As regards shorter intervals of time than the year and the day, primitive people have often made use of convenient physiological intervals such as 'the twinkling of an eye' or occupational intervals such as the time required for cooking a given quantity of rice. Indeed, man's unwillingness to abandon natural bases of measurement was for long a hindrance to the development of a scientific system of timekeeping. This is particularly evident in the case of the hour. The division of the daylight period into twelve parts was introduced by the Egyptians, who first of all divided the interval from sunrise to sunset into ten hours and then added two more for morning and evening twilight respectively. They also divided the night into twelve equal parts. These 'seasonal hours', as they are called, varied in duration according to the time of year. The inconvenience of this practice, although not so great in countries like Egypt as in more northerly places, introduced an unnecessary complication into the development of the water-clock and was quite impracticable in scientific astronomy.

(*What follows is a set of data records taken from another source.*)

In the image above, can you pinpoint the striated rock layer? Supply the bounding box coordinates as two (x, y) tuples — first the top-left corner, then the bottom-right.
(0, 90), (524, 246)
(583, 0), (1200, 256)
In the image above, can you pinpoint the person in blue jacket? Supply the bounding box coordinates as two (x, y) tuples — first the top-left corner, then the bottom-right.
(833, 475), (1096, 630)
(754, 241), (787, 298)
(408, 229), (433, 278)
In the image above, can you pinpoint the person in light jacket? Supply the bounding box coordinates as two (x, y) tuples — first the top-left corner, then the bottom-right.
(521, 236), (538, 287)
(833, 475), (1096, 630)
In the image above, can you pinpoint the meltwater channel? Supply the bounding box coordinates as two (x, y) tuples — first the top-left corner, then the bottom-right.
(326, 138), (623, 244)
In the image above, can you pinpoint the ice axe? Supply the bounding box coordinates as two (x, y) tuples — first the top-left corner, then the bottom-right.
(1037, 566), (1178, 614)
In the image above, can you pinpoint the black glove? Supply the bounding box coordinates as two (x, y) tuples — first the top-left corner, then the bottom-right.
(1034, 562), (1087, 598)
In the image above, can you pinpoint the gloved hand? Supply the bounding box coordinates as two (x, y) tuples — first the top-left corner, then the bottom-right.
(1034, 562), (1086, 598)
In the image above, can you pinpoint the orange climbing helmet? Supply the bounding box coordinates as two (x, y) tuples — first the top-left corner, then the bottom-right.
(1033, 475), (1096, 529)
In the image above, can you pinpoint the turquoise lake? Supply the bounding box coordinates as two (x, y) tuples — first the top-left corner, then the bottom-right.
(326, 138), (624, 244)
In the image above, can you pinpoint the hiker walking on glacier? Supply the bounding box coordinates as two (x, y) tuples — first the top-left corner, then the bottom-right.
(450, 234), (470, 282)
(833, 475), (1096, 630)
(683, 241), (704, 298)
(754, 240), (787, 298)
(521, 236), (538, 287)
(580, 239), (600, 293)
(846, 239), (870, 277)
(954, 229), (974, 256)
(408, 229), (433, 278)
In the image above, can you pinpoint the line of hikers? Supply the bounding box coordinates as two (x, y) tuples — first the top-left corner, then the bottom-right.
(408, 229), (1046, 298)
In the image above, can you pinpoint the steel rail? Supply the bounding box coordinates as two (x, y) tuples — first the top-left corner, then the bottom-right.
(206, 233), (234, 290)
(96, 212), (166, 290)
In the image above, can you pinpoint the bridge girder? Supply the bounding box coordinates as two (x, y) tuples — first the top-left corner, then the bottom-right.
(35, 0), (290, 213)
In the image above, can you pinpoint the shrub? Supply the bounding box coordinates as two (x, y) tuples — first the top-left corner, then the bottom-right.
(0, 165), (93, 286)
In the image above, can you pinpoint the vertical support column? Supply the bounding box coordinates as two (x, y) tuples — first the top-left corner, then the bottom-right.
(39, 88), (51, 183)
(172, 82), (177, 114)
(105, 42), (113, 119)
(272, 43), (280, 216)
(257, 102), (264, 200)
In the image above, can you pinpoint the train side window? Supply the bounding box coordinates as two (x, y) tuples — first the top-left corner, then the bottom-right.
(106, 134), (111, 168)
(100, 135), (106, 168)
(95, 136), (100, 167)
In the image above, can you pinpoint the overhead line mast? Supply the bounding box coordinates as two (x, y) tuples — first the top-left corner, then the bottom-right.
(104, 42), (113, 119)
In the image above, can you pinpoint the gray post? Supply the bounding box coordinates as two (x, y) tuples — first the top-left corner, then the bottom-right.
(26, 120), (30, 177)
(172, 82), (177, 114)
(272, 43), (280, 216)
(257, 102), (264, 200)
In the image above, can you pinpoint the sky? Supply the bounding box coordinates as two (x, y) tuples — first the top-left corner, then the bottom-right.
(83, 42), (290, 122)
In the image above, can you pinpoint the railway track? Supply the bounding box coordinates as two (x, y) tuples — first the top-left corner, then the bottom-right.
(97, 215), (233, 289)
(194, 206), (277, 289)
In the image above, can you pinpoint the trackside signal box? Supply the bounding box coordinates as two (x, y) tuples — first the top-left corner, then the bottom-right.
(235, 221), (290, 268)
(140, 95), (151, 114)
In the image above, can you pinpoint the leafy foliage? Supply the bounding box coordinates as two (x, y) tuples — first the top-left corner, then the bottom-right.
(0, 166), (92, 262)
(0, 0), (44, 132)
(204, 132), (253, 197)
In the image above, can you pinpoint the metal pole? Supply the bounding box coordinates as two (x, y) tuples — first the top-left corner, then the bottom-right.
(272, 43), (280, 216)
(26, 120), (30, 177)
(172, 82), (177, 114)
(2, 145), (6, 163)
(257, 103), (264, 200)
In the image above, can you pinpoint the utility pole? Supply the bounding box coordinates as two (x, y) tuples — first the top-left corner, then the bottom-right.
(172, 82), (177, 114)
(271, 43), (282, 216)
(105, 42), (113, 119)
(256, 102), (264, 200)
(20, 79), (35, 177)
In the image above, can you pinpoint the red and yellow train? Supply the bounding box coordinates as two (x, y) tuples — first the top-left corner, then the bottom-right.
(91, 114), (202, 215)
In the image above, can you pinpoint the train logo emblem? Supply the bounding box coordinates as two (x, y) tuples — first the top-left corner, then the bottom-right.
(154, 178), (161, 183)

Time in contemporary society
What particularly distinguishes man in contemporary society from his forebears is that he has become increasingly time-conscious. The moment we rouse ourselves from sleep we usually wonder what time it is. During our daily routine we are continually concerned about time and are forever consulting our clocks and watches. In previous ages most people worked hard but worried less about time than we do. Until the rise of modern industrial civilization people's lives were far less consciously dominated by time than they have been since. The development and continual improvement of the mechanical clock and, more recently, of portable watches has had a profound influence on the way we live. Nowadays we are governed by time-schedules and many of us carry diaries, not to record what we have done but to make sure that we are at the right place at the right time. There is an ever-growing need for us to adhere to given routines, so that the complex operations of our society can function smoothly and effectively. We even tend to eat not when we feel hungry but when the clock indicates that it is meal-time. Consequently, although there are differences between the objective order of physical time and the individual time of personal experience, we are compelled more and more to relate our personal 'now' to the time- scale determined by the clock and the calendar. Similarly, in our study of the natural world, never has more importance been attached to the temporal aspects of phenomena than today. To understand why this is so and how it has come about that the concept of time now dominates our understanding of both the physical universe and human society, no less than it controls the way we organize our lives and social activities, we must examine the role that it has played throughout history.